Absorbing the products
Different products are absorbed differently:
Glucose and amino acids - sodium co-transport (indirect active transport).
- A sodium-potassium pump actively pumps sodium ions out of the epithelial cell into the blood, using ATP. This keeps the internal sodium concentration low.
- Sodium ions diffuse from the lumen into the cell down their gradient through a co-transporter protein, dragging glucose (or an amino acid) in against its concentration gradient.
- Glucose and amino acids accumulate in the cell, then leave into the blood by facilitated diffusion down their gradient.
Monoglycerides and fatty acids - diffusion. Being lipid-soluble (non-polar), they diffuse directly across the phospholipid bilayer of the epithelial cell membrane after release from micelles. Inside, they are reformed into triglycerides, packaged into chylomicrons, and enter the lacteal (lymph), not the blood capillary.
Try this
Q1. Explain the advantage of starch being digested by amylase and then a membrane-bound disaccharidase, rather than a single enzyme in the lumen. [2 marks]
- Cue. The disaccharidase is bound to the epithelial membrane, so the final products (e.g. glucose) are made right at the absorption surface, maintaining a steep gradient and reducing loss of product back into the lumen.
Q2. Describe the role of bile salts in the digestion and absorption of lipids. [3 marks]
- Cue. Bile salts emulsify large lipid droplets into smaller ones, increasing surface area for lipase to act; they also form micelles with monoglycerides and fatty acids that carry the products to the epithelial cell membrane for absorption.
Q3. A drug blocks the sodium-potassium pump in ileum epithelial cells. Explain its effect on glucose absorption. [3 marks]
- Cue. The pump no longer removes sodium from the cell, so the sodium gradient into the cell collapses; co-transport of glucose with sodium stops; glucose absorption against its gradient therefore falls greatly because it relies on the sodium gradient.
Exam-style practice questions
Practice questions written in the style of AQA exam questions on this dot point, with worked answer explainers. The year tag is the paper they imitate, not the source.
2017 AQA Paper 25 marksDescribe how the products of starch digestion and protein digestion are absorbed from the lumen of the ileum into the blood.Show worked answer →
A 5-mark answer needs the sodium gradient set up first, then co-transport, then facilitated diffusion into the blood.
- Point 1 (set up the gradient)
- Sodium ions are actively transported (by a sodium-potassium pump) out of the epithelial cell into the blood, using ATP. This keeps the sodium concentration inside the epithelial cell low.
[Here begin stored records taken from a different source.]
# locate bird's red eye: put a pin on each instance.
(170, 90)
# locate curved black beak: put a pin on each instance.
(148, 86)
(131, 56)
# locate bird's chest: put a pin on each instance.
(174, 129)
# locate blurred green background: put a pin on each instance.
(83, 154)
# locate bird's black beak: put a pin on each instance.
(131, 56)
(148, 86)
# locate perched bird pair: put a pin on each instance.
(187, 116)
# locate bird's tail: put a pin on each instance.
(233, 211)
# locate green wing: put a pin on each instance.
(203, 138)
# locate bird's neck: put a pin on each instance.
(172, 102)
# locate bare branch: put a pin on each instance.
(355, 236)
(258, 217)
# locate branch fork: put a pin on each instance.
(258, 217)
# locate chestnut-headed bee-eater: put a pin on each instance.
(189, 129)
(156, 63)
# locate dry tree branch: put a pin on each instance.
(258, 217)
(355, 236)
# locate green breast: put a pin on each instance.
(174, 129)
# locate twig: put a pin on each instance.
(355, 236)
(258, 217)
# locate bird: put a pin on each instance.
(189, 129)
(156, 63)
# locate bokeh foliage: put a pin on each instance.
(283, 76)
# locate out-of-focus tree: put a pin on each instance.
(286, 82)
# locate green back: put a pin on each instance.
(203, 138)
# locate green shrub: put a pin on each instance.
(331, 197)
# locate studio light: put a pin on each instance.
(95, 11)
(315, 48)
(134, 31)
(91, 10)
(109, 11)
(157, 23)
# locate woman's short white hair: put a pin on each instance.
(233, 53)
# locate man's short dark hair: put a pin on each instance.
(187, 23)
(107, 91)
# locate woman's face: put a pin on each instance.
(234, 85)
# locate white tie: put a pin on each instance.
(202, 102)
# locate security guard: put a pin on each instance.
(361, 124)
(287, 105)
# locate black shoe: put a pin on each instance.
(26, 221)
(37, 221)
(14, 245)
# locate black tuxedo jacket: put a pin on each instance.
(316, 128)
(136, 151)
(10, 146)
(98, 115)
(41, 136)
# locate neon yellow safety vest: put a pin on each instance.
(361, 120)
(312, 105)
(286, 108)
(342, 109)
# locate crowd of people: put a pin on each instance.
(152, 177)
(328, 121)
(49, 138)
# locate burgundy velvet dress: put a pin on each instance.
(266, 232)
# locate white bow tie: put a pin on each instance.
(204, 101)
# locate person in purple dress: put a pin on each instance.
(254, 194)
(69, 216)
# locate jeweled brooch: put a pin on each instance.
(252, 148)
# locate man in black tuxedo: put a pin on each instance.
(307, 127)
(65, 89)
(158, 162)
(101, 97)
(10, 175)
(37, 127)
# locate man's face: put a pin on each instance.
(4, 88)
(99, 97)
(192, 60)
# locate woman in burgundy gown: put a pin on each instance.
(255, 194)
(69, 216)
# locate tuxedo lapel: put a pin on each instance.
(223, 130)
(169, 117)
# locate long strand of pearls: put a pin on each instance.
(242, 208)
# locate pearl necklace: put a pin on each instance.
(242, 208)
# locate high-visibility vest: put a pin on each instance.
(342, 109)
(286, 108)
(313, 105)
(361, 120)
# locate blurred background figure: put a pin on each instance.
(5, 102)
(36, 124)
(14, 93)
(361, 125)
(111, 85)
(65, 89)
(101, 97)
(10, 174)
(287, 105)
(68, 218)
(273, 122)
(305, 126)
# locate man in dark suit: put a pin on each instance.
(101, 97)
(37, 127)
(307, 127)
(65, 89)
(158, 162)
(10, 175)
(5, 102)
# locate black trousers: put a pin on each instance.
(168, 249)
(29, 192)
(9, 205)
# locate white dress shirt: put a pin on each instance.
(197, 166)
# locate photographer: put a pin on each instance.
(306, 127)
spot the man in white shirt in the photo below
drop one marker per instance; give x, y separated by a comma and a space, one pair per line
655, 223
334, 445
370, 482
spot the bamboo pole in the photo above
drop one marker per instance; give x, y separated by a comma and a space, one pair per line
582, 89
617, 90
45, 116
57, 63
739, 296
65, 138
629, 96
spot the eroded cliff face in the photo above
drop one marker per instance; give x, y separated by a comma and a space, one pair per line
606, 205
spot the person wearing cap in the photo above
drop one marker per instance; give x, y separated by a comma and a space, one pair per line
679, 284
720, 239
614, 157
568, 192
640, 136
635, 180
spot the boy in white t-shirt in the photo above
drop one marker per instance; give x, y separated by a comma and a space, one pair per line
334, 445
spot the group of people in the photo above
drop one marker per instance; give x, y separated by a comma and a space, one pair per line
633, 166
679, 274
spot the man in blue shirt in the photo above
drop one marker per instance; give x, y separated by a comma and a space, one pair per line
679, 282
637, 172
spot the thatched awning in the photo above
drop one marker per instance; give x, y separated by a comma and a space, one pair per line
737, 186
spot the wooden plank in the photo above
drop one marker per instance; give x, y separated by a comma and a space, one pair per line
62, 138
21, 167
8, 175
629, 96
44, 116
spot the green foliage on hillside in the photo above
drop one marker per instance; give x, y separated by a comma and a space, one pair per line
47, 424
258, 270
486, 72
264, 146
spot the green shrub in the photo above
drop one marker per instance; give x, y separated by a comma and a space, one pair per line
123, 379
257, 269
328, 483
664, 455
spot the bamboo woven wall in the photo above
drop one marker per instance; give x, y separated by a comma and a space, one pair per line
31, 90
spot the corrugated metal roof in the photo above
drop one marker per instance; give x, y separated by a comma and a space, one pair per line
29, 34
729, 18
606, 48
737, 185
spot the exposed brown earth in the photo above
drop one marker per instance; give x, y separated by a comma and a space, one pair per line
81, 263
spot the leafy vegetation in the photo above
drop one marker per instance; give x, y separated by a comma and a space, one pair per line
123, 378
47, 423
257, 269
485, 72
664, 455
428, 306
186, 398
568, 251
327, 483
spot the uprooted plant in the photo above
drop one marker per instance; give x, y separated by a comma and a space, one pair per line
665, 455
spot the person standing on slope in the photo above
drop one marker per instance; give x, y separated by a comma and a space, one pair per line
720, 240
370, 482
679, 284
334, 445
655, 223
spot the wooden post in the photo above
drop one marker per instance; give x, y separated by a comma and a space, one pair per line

- Point 2 (co-transport into the cell)
- Sodium ions then diffuse from the lumen into the epithelial cell down their concentration gradient through a co-transporter protein, carrying glucose (or amino acids) with them against their own concentration gradient. This is indirect active transport.
- Point 3 (build-up)
- Glucose and amino acid concentration therefore rises inside the epithelial cell.
- Point 4 (into the blood)
- Glucose and amino acids then move out of the cell into the blood by facilitated diffusion down their concentration gradient, through carrier proteins.
- Point 5 (link)
- Both glucose and amino acids use the same sodium co-transport mechanism; the energy ultimately comes from the active transport of sodium, not the sugar itself.